In that context, IOM undertakes the below activities:  

  • The delivery of Migration Health Assessments (MHAs). The health assessments are performed by medical entities identified at the context of each country while the experienced IOM Medical team oversees and validates all health assessments by ensuring that the medical files of the beneficiaries are transferred to the country where the beneficiaries will be relocated; 

  • The facilitation of Pre-departure orientation (PDO) to ensure all beneficiaries are well informed about the MSR, as well as their rights and obligations. The PDO addresses any concerns and serves to manage expectations about the assistance they will receive during the first few months in the MSR; 

  • IOM makes all relevant movement management arrangements by booking the most suitable flight (commercial or charter) to ensure that the movement is carried out in the safest and most dignified way; 

  • IOM conducts pre-embarkation checks (PEC) 24 to 72 hours prior to beneficiary departure to ensure their fitness to travel and that all medical provisions for their health/safety are taken into consideration; 

  • On the day of departure, IOM organizes the transfer and accompaniment of the beneficiaries to the embarkation airport where IOM staff assists them throughout the process; 

  • IOM ensures the presence of operational and medical escorts who accompany the beneficiaries from departure to final destination;  

  • Assistance during transit, arrival, and immediate reception is provided if beneficiaries are travelling on a non-direct flight. IOM arranges for transit assistance in coordination with IOM Offices in the transit countries. Reception assistance will be also available in the receiving countries if necessary;  

  • IOM ensures the provision of holistic assistance to relocation candidates, in line with their psychological and social needs. Mental Health and Psychosocial Support (MHPSS) is provided to those expected to be relocated. MHPSS takes an individualized approach to beneficiaries in need of such assistance prior to their relocation (for example, the provision of stress management support to better cope with issues that might arise during the selection process and/or the transfer to the MSR).  
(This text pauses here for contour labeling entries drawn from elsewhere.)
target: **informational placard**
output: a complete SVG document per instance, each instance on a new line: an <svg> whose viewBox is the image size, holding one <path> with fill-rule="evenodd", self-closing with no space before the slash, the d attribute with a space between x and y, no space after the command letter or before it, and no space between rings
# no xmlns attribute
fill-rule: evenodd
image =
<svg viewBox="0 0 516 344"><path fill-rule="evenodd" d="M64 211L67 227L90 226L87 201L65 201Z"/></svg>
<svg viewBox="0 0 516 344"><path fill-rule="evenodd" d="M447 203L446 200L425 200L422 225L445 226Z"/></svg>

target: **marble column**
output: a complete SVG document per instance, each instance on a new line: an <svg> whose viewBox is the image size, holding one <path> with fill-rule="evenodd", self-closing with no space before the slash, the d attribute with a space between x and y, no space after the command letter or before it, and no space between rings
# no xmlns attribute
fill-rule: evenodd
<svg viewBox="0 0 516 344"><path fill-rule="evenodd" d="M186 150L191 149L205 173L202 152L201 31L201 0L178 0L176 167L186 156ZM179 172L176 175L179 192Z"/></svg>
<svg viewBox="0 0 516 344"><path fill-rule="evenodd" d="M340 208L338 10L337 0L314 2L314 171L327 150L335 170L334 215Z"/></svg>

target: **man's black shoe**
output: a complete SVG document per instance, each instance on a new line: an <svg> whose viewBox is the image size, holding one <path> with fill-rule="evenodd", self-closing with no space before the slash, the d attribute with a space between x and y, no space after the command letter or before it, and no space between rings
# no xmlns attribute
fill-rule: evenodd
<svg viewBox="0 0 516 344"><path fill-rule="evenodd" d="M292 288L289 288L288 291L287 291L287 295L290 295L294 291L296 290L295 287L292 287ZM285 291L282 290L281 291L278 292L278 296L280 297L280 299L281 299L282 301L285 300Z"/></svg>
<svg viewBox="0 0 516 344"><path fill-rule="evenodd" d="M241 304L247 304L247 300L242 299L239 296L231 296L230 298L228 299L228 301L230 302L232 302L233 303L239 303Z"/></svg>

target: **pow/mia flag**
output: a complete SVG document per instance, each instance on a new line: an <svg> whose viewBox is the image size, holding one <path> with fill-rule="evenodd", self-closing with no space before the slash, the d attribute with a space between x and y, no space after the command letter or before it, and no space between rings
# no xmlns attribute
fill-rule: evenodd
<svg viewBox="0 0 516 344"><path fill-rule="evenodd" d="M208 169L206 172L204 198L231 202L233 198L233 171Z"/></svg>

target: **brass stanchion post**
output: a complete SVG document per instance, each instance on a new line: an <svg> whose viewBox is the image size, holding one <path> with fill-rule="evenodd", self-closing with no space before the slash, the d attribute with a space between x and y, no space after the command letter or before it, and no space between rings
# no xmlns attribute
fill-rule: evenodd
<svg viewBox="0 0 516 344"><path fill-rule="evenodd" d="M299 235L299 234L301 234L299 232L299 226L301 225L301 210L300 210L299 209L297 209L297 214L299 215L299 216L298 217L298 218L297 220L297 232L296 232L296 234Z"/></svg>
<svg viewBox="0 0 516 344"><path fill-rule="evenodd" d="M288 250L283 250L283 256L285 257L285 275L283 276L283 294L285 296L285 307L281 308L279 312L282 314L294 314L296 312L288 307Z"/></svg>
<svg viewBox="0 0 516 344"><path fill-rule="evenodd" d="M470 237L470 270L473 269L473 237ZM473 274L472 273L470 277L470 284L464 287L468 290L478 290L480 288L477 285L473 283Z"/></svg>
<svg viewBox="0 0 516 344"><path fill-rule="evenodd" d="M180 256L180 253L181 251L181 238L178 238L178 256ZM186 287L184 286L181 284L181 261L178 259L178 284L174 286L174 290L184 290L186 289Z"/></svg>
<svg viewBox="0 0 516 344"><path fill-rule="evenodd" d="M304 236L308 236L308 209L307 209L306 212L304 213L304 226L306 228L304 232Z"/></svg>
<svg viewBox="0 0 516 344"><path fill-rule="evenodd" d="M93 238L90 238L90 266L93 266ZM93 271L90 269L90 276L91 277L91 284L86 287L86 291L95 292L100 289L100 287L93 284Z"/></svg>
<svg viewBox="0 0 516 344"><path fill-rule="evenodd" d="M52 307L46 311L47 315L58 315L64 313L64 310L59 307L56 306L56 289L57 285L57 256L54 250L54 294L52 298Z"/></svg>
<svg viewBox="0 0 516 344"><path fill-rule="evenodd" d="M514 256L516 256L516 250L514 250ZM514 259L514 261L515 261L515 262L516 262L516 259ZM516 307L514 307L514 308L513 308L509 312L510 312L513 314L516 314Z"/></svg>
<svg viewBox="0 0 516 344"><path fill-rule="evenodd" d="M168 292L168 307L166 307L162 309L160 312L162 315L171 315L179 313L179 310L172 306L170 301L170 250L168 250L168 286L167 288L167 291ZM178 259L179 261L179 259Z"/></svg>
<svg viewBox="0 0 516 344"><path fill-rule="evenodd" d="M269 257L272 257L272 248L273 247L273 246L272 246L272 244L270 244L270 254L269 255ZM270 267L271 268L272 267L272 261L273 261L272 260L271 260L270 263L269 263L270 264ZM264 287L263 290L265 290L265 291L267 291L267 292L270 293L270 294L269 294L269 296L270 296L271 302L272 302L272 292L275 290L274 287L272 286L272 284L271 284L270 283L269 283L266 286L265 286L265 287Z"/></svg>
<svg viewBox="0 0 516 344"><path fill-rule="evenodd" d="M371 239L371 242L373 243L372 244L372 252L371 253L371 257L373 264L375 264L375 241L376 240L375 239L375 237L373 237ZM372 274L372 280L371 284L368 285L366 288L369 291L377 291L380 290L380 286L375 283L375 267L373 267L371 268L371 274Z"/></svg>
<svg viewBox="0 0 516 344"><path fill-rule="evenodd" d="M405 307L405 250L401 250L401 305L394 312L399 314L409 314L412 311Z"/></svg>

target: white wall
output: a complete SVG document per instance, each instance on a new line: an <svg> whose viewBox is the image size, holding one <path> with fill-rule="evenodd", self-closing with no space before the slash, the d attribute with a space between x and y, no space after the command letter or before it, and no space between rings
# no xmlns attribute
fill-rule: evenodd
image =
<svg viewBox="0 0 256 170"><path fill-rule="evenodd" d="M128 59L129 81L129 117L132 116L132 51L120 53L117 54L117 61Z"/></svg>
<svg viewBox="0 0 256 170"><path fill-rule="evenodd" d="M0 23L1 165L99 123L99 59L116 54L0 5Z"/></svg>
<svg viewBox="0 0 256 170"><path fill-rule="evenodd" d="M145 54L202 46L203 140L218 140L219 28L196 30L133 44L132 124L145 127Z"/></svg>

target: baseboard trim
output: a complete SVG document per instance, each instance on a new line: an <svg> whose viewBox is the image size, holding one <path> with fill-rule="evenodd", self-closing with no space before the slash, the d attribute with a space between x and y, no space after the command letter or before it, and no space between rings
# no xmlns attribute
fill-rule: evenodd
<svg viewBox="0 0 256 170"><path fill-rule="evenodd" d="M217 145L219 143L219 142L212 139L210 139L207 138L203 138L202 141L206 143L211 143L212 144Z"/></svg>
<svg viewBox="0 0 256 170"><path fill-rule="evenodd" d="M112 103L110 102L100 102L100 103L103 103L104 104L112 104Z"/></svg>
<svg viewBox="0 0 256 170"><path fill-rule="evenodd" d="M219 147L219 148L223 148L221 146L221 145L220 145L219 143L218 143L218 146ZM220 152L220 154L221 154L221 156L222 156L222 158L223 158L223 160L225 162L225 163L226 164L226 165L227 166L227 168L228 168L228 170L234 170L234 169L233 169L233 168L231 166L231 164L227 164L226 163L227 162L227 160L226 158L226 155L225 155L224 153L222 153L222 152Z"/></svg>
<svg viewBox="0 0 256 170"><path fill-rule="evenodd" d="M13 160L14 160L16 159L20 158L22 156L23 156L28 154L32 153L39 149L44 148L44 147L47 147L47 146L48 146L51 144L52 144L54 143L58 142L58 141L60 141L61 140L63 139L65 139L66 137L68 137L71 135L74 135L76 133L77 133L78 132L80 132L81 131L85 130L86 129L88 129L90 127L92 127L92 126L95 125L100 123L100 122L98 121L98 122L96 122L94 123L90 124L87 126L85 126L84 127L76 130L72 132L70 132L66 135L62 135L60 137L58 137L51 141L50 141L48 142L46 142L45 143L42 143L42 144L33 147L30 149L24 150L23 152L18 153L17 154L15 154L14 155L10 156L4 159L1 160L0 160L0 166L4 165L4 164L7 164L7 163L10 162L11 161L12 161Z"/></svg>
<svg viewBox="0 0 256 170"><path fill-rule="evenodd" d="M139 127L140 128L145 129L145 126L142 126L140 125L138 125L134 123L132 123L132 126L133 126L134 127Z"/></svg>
In parallel, IOM will organize internal transfers of relocation candidates in Greece, Italy and Spain, to ensure their smooth processing and channeling to relocation structures. This support will enable the swift completion of necessary steps of the relocation process, as eligible relocation candidates will arrive in relocation structures in a timely manner and will further ensure that they are not spread over several locations, which would result in procedural complications. In Italy and Greece, this will equally contribute to alleviating the pressure on the arrival centers, reducing the time migrants spend in first line reception centers and thus avoid congesting first assistance services provided in these areas.